The palmetto bug I squished in your shower as your father faded in a dark study. Water by slow spoonfuls & applesauce. Blue feet. I’ve never had a brain growing inside my “belly.” Are there ever even humans?

I’ve killed indoor spiders. I’ve killed ants by accident. I’ve killed a parakeet with moldy rice when I had pneumonia. I’ve killed a career in journalism. I’ve killed the impulse to retreat. I’ve killed maggots (boiled to death in chicken broth). I’ve killed an 18 yr old dog that was about to die. I’ve killed Miller moths (got paid .25 cents per moth). I’ve killed miscellaneous bugs with the bumper of my speeding car. I’ve killed femininity with a neutral nickname & shorn hair. I’ve killed my father’s spider plant. I’ve killed a relationship with disgust of flared nostrils & fear of sex. I’ve killed mosquitoes everywhere I could. I feel responsible for any dead humming bird I find. The hobby of beauty.

In all of our knees, in all of our planning have we accounted for feelings & how to relay them? I’m embarrassed by how hard I try to live.

Numbers have no end but I do—a river running through the bedroom my bed the floor of the river.
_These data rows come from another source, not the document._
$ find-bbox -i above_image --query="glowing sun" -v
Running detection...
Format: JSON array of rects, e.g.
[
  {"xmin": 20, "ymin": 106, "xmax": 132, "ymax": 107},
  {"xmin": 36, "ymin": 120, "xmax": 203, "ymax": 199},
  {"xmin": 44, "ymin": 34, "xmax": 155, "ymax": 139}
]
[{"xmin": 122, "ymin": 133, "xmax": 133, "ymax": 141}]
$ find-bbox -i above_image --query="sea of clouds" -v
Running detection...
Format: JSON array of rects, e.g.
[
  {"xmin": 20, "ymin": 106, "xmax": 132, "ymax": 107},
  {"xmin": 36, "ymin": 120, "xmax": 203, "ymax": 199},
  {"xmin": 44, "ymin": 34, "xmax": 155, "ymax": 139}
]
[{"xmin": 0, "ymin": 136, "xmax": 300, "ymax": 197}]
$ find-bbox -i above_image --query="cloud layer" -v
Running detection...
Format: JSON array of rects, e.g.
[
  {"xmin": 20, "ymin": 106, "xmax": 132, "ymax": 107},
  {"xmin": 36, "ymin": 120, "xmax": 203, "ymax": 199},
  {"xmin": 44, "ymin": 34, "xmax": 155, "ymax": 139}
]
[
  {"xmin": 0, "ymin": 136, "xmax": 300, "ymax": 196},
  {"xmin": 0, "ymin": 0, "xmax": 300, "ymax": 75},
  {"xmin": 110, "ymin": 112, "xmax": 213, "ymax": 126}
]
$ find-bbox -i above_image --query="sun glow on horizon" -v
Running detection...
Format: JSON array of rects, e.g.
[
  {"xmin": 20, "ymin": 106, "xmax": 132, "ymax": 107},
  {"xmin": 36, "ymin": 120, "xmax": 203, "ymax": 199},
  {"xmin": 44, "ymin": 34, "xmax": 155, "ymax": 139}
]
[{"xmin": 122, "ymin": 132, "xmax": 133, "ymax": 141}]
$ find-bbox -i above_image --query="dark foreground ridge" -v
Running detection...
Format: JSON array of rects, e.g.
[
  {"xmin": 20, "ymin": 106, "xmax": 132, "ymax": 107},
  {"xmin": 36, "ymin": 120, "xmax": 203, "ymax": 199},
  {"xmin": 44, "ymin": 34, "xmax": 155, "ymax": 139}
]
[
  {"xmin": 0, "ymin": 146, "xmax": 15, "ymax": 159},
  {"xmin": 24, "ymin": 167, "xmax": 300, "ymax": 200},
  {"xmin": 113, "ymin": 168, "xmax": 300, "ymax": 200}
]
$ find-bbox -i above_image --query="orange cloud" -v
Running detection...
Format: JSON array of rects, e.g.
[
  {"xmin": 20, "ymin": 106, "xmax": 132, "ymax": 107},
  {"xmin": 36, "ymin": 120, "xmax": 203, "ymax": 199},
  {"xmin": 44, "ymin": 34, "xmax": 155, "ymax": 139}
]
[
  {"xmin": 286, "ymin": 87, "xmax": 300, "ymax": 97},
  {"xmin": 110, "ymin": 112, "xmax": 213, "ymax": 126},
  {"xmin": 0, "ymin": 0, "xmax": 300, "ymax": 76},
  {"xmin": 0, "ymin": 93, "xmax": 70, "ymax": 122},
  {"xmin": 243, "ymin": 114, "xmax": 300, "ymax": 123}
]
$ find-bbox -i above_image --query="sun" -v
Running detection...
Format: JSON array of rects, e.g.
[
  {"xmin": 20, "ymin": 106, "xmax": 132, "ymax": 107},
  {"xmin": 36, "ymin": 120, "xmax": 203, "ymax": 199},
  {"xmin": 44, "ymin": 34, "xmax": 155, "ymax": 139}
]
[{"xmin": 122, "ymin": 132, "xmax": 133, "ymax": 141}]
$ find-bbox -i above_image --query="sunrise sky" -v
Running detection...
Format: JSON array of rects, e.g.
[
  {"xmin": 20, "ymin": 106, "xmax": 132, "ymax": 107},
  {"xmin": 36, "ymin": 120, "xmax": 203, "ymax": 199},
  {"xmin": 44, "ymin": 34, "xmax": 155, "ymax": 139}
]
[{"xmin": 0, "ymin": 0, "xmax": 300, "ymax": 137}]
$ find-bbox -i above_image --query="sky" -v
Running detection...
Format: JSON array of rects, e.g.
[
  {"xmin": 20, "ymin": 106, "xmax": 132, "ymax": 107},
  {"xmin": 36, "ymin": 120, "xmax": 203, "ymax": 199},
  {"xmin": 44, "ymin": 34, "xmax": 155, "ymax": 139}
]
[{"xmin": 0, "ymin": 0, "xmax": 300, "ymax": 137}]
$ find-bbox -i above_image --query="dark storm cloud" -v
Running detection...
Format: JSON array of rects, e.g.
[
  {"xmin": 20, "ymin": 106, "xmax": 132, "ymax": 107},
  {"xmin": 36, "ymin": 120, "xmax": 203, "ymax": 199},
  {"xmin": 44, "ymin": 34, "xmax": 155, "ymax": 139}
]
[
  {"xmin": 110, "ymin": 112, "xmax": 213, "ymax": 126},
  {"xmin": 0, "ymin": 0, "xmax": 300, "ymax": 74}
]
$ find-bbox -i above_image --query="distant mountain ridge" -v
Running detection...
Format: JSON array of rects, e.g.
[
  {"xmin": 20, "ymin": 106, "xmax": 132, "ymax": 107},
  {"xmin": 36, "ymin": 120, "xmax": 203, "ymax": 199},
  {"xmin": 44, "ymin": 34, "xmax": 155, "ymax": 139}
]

On porcelain, blood has never looked better.

No, I have not given life.

Have taken lives when they annoyed me.

Have made up some poems for you, drying in the yard. Made of images & those images of feelings so have I given you feelings & my bees have my bees given you beethoughts & how does the bzzz make the feeling & thoughts mash up like two clouds on the dance floor. What beeflood. What deranged murmur.

A fiery poem to heat the shore for ships? A calcified poem to steady your gate? A muscular poem, lifting boxes on moving day? What watery poem can save this plant? No, poems do not work like this.

The poem is a ceiling fan. Is a porch. A lawn. No, you are. Blood & it takes 10 days to notice the absence of ants. The slippers sprawled on the floor, no ants. Jeans piled under the bureau, directly in an empty path, no ants. Who will hear my bbzzzzing as I stand above & who will hold my wrists as my sound ceases. Like a bed made of cinnamon.